Elezioni, Fioroni: «Il governissimo in Provincia confonde» Scuole: «Nocchi dice sì, Arena dice no».
Viterbo, 13 settembre 2020 – «Il governissimo “politico” a Palazzo Gentili non favorisce il confronto nei comuni della provincia nelle tornate elettorali». È il pensiero dell’ex parlamentare di lungo corso, e figura di spicco del Pd, Giuseppe Fioroni che ieri ha incontrato i suoi elettori presso una struttura di San Martino per sostenere le ragioni del “no” al referendum. Tra qualche giorno si andrà a votare in alcuni centri della Tuscia, tra cui il comune di Civita Castellana, dove centrodestra e centrosinistra si presenteranno con due proposte alternative, in un quadro, quello della Provincia, che li vede governare insieme, neutralizzando, così, secondo Fioroni, proprio quella differenza che, invece, si va rimarcando nelle elezioni di settembre. Dopo il patto destra-sinistra a Palazzo Gentili una distinzione, secondo il dem, che si cerca di riaffermare «con una certa difficoltà».

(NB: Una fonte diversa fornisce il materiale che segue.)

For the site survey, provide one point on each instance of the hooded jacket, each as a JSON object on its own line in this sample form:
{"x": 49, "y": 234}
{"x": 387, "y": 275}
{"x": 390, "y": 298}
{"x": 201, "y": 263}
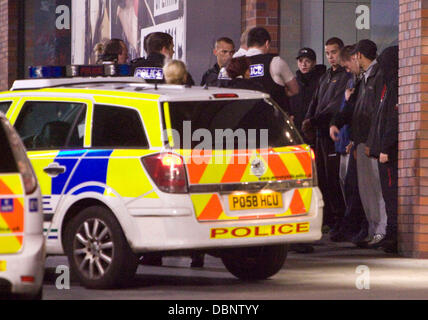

«In un sistema democratico è necessario dare al cittadino-elettore, alle comunità e al territorio, progetti e valori di riferimento alternativi – dice Fioroni – Ma se in Provincia governano insieme, destra e sinistra, il cittadino non riesce più a comprendere le diversità che ci sono tra centrodestra e centrosinistra. Il governissimo non favorisce il confronto e neanche la chiarezza». In proposito Fioroni ha un esempio calzante e di grande attualità: la riapertura delle scuole: «Arena ha prorogato l’apertura al 24 settembre, l’assessore Bracolanoni e il presidente Nocchi, espressione della maggioranza destra-sinistra in Provincia, su quelle stesse scuole hanno detto che era tutto a posto. La destra-sinistra dell’ente provinciale dice che è tutto a posto, la destra di Viterbo dice no. Tutta questa confusione che si genera quando si fanno i governissimi politici e non istituzionali, rischia di creare delle sabbie mobili che inghiottono il confronto democratico e la trasparenza necessaria al cittadino per scegliere». E a proposito di “confusione”, entrando nello specifico del comune di Viterbo, nel Partito Democratico da qualche tempo alla voce della capogruppo, Luisa Ciambella, fa puntualmente “eco” quella di Alvaro Ricci, consigliere comunale del Pd. E non sempre per dire le stesse cose, evidenziando, al contrario, una differente linea all’interno dei dem, tra le due anime storiche, quella panunziana e quella, appunto, fioroniana. Insomma c’è un capogruppo ombra in comune? Ci sono due linee diverse e a volte in contrasto? Fioroni la risolve con l’ironia: «Fare ombra alla Ciambella la vedo molto difficile – dice sorridendo -. Alvaro fa il suo mestiere. E lo fa bene. I cittadini lo hanno eletto. Le cose che si fanno all’ombra sono sempre cose che uno si vergogna a fare alla luce del sole. Conosco Alvaro e le cose all’ombra non le fa». Forse Fioroni intendeva qualcun altro?